Développement personnelUn philosophe en guise de psychothérapeute

Un ancien prof lance des consultations philosophiques en Suisse romande. Pour dialoguer et avancer dans sa vie. «Le Matin» a testé.

par
Pascale Bieri
Andree-Noelle Pot

Jean-Eudes Arnoux n'est pas un psy comme les autres. D'ailleurs, ce n'est pas un psychologue, mais un philosophe… Il propose, depuis peu, des consultations pour vous aider à y voir un peu plus clair dans votre vie. Pas de divan dans son cabinet de Pully (VD), mais une banale chaise posée dans un coin pour discuter, à bâtons rompus et en toute confidentialité, de problèmes personnels ou plus existentiels, sous l'influence discrète de Socrate, Epicure ou Hegel.

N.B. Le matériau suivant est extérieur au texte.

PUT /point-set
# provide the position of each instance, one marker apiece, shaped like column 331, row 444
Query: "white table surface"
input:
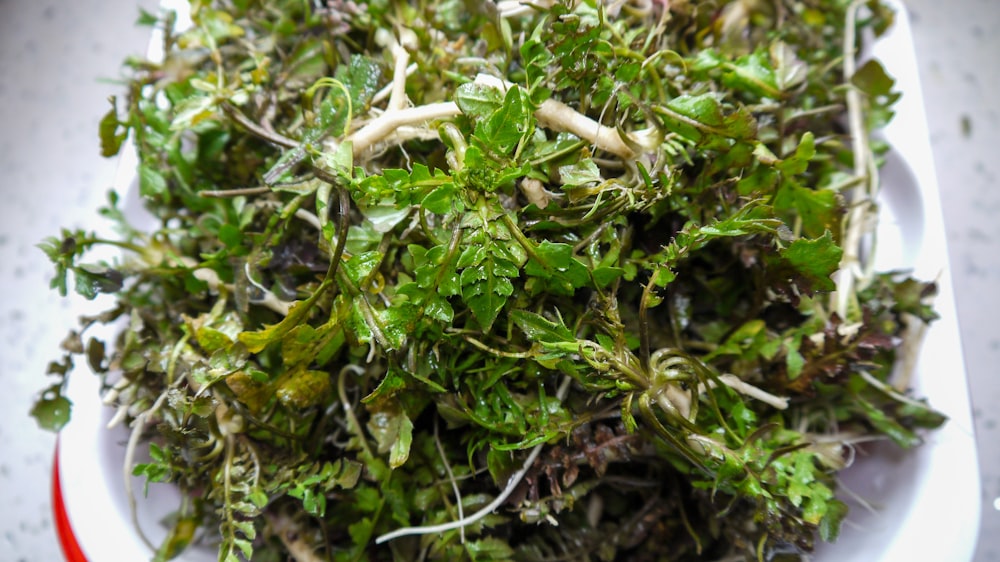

La séance commence. Abordons le thème du temps, par exemple. Est-on vraiment condamné à aller toujours plus vite, à courir derrière les secondes, les rendez-vous, le bus, le train? Quitte à se perdre? Eternelle question qui se noie fréquemment dans les antidépresseurs. Mais qui, n'est-ce pas, Monsieur le philosophe, peut également s'ouvrir sur d'autres questionnements: notre propre perception du temps, notre liberté d'agir ou non, notre courage à se prendre en main… «J'aborde les problèmes comme faisant partie de l'existence. Et l'existence, n'est pas une maladie! Nous sommes tous confrontés à des angoisses, des difficultés. J'aide les gens à trouver eux-mêmes leur solution. Mais je n'ai pas de recettes toutes faites à proposer. Je ne suis ni un gourou, ni un thérapeute», explique Jean-Eudes Arnoux. Qui se définit comme un philoconsultant.

On souffre du manque d'écoute

Alors, ce temps qui nous échappe? Durant l'entretien, l'homme féru de philosophie s'installe dans le rôle du débatteur, vous porte dans l'échange, égrène les pistes de réflexion sur l'espace-temps, la possibilité de repenser ses loisirs – «On les aborde trop souvent comme le travail, où il s'agit de produire, produire et encore produire…» Il évoque des entreprises aux Etats-Unis qui font le choix de stopper leur course vers la croissance pour conserver des conditions de travail agréable – «des utopistes aujourd'hui, mais demain?» Il souligne notre responsabilité: «Finalement, n'a-t-on pas tous le choix de se dire, quand on est à bout: est-ce que ça vaut la peine de mettre ma vie en péril?»

L'échange va dans tous les sens, mais, finalement, débroussaille les idées, ouvre d'autres voies de pensées. Comme toute discussion, finalement. «Les gens souffrent de plus en plus du manque d'écoute. Ils ont un vrai besoin de dialogue qu'ils ne trouvent plus.»

D'où l'apparition de ce nouveau type de consultation. Car si cet ancien doyen d'un établissement gymnasial fait office de précurseur en Suisse romande, des praticiens exercent déjà en Suisse alémanique. Quant aux premiers cabinets, ils ont vu le jour en Allemagne en 1980, puis sont apparus aux Etats-Unis, au Canada, en France. Les Universités de Milan et de Venise décernent même des masters en consultations philosophiques.

«En moyenne, les gens viennent consulter six ou sept fois pour un problème», relève Jean-Eudes Arnoux, qui vient de sortir un livre où il raconte sa pratique. Et, quand les gens le souhaitent, il leur donne les références philosophiques qui ont contribué à la discussion.